Oral Presentation First Malaria World Congress 2018

Starting with the end in mind – designing and delivering the anti-malarial medicines of tomorrow (#80)

David Reddy 1
  1. Medicines for Malaria Venture, Geneva, Switzerland

While an increasing number of countries are approaching malaria elimination, others are seeing increasing infections and deaths1. This creates two distinct sets of challenges: (a) to optimize case management and drive down case incidence and mortality in high-burden countries; (b) to protect parasite-free communities from reinfection in countries moving towards sustainable elimination. In addition, there is the threat of drug resistance. Resistance to artemisinin combination treatments (ACTs) is a reality in the greater Mekong sub-region2,3 and would render global malaria control and elimination targets4 unachievable if it were to become widespread.
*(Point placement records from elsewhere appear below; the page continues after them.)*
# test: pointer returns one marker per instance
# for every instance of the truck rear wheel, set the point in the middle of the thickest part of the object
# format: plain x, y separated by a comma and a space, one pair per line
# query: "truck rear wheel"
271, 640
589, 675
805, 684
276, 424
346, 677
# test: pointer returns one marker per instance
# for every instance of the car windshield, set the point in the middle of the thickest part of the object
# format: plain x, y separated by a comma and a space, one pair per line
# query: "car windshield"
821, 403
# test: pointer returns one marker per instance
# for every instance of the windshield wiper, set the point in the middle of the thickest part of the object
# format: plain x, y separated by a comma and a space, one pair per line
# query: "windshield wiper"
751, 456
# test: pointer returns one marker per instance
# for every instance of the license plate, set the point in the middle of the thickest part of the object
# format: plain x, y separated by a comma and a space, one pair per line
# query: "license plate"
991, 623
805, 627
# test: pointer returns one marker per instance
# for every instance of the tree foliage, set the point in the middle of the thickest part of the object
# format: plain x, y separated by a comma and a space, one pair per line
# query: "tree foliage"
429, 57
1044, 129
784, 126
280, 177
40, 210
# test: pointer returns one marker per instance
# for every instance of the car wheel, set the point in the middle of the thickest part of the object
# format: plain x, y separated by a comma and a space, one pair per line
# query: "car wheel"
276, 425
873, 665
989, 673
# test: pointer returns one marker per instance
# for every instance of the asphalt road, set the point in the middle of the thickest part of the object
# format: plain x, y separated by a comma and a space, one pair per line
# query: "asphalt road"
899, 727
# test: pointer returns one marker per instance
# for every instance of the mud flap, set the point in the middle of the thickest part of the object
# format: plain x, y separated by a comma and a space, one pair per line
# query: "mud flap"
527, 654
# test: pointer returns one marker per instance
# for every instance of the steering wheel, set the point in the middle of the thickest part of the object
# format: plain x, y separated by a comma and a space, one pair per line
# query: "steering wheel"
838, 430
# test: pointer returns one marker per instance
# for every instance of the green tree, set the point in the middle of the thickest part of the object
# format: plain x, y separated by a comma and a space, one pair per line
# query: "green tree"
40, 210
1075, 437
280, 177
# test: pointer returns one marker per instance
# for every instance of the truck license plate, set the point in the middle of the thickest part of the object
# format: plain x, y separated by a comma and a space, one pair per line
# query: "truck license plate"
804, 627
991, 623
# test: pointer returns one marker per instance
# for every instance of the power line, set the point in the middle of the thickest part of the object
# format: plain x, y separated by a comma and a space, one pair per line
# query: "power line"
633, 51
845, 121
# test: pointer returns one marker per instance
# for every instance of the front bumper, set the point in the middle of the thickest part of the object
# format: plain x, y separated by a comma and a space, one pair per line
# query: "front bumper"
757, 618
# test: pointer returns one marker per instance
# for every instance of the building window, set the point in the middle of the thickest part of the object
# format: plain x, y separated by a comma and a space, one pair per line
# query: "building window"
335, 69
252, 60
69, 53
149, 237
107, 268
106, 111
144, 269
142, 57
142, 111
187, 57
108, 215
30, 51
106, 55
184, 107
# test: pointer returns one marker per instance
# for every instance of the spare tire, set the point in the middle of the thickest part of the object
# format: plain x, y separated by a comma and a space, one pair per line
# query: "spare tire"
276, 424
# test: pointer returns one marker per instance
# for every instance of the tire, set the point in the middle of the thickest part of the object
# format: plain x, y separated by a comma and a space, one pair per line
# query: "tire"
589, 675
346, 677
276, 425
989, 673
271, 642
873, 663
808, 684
The development of next-generation malaria medicines will play an important role in addressing these challenges. With its partners, MMV has elaborated target candidate profiles (TCP), describing the types of molecules, and target product profiles (TPP) describing the medicines into which these molecules must be combined for specific use-cases5. Use cases are defined by unmet medical needs for malaria control and elimination.


Today, 48 projects in the MMV-partnership R&D portfolio are being evaluated against these profiles. These include 14 compounds in preclinical and clinical development, 9 with novel targets/biological pathways versus those of ACTs. A further 20 projects in candidate profiling/lead optimization and 14 in hit-to-lead are focused on 12 new mechanisms of action. Importantly, there are seven series where no resistance could be generated in vitro.

MMV’s network of partners has assembled an array of laboratory assays to profile compounds against each stage of the parasite lifecycle and determine their TCP “fingerprint”6. Translational sciences and experimental medicines platforms, including the combination drug selection tool, humanized SCID mouse model for blood-stage infection and controlled human infection models (CHIM)7, are being utilized to identify optimal combinations of novel compounds and expedite their development. It is anticipated that next generation medicines will be submitted for regulatory review from 2023.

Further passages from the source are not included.